Pendant tout ce verbiage, Étienne remarquait combien vous avez le pied petit, les attaches délicates et la voix douce. Le fait est, Louison, que jamais aucune mélodie n’aura la douceur pénétrante de votre voix.
– Pas de gêne, n’est-ce pas, mes enfants ? Vous êtes chez vous, ici. Voulez-vous que nous allions jusqu’à la sous-préfecture ? Nous ramènerons mon convive. Préférez-vous descendre dans mon jardin ? Ce sera comme vous le voudrez. Seulement, je crois que nous ferons mieux de sortir, parce que, entre nous, mon pauvre paradis a été dévasté hier. Figurez-vous que les Sœurs m’ont amené leur bataillon d’orphelines. J’ai lâché toutes ces petites Èves dans mes pommiers. Ça n’a pas été long, l’escalade. Le pillage n’a pas duré longtemps non plus. Seulement, quand il s’est agi de descendre, les petites ont crié comme si on les écorchait vives. Il faut croire que toutes ces mioches-là ont de bien vilaines jambes. Elles en ont honte comme du péché. Pendant que je vais faire une toilette un peu plus présentable, pour vous accompagner, faites à Étienne les honneurs du jardin, ma mie Louise. Et, surtout, n’a****z pas de mon absence pour dire trop de mal de mon pauvre courtil. »
Étienne vous suivit. Il descendit le perron de pierre et se promena à vos côtés, admirant de bonne foi tout ce qu’il vous plut de lui montrer. Il est vrai que son regard n’allait jamais au-delà de vos ongles roses, quand vous lui désigniez sur l’espalier quelque bourgeon. Il ne se rappelle rien de ce que vous lui avez dit ce jour-là. Sa pensée prenait en quelque sorte possession de vous. Étienne n’a conservé de cette première entrevue que des souvenirs purement plastiques. C’est une mauvaise préparation à des sentiments de tendresse, qu’un examen sommaire portant à la fois sur le physique et le moral, fait en quelques heures, à bâtons rompus. Je ne crois pas à la durée des amours improvisées dont on a conscience dès le début. On ne parcourt pas un chef-d’œuvre, on s’en pénètre peu à peu, et jamais plus on ne l’oublie. La vague passe sur le marbre sans y laisser de traces ; peut-être que tombée goutte à goutte elle l’eût creusé.
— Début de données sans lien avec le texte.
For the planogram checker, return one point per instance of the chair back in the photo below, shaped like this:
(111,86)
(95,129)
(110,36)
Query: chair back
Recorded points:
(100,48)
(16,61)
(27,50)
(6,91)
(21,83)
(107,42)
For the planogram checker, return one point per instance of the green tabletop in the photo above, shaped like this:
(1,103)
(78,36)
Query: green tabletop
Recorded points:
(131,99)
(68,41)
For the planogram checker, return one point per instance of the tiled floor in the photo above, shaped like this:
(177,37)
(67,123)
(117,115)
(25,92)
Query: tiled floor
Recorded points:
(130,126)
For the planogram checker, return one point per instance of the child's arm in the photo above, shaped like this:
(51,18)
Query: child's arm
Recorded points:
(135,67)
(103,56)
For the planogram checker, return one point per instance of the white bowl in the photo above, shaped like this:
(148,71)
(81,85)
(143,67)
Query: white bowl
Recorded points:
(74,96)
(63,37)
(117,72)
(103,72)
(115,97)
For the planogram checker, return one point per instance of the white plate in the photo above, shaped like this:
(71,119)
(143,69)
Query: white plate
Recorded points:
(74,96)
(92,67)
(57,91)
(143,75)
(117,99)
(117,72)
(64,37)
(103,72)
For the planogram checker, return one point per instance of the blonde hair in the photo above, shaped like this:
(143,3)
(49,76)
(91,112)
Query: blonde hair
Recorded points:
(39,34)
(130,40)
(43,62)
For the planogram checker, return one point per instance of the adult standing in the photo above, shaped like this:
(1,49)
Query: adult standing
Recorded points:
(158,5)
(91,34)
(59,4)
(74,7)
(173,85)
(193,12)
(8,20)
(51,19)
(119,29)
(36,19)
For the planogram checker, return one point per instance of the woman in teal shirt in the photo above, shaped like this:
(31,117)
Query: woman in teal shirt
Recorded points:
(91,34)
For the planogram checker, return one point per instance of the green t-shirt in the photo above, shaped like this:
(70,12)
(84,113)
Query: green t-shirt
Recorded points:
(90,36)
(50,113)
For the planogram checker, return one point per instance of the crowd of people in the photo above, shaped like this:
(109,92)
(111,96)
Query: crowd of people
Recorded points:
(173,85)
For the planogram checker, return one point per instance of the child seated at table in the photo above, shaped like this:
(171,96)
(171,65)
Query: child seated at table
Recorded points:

Il remarqua seulement que vous étiez souriante, presque gaie, lorsque vous causiez ; mais que vous rentriez en vous-même et vous isoliez dans votre mélancolie, dès que vous le pouviez.
Étienne ayant cessé de vous parler, le fil léger qui liait votre pensée à la sienne se rompit. Vous avez continué votre chemin, oubliant que vous n’étiez pas seule, et ce fut un singulier spectacle pour Mme Anquetin, lorsqu’elle reparut sur le perron, que celui de ces deux invités, marchant rêveurs, à dix pas l’un de l’autre, perdus dans des mondes différents.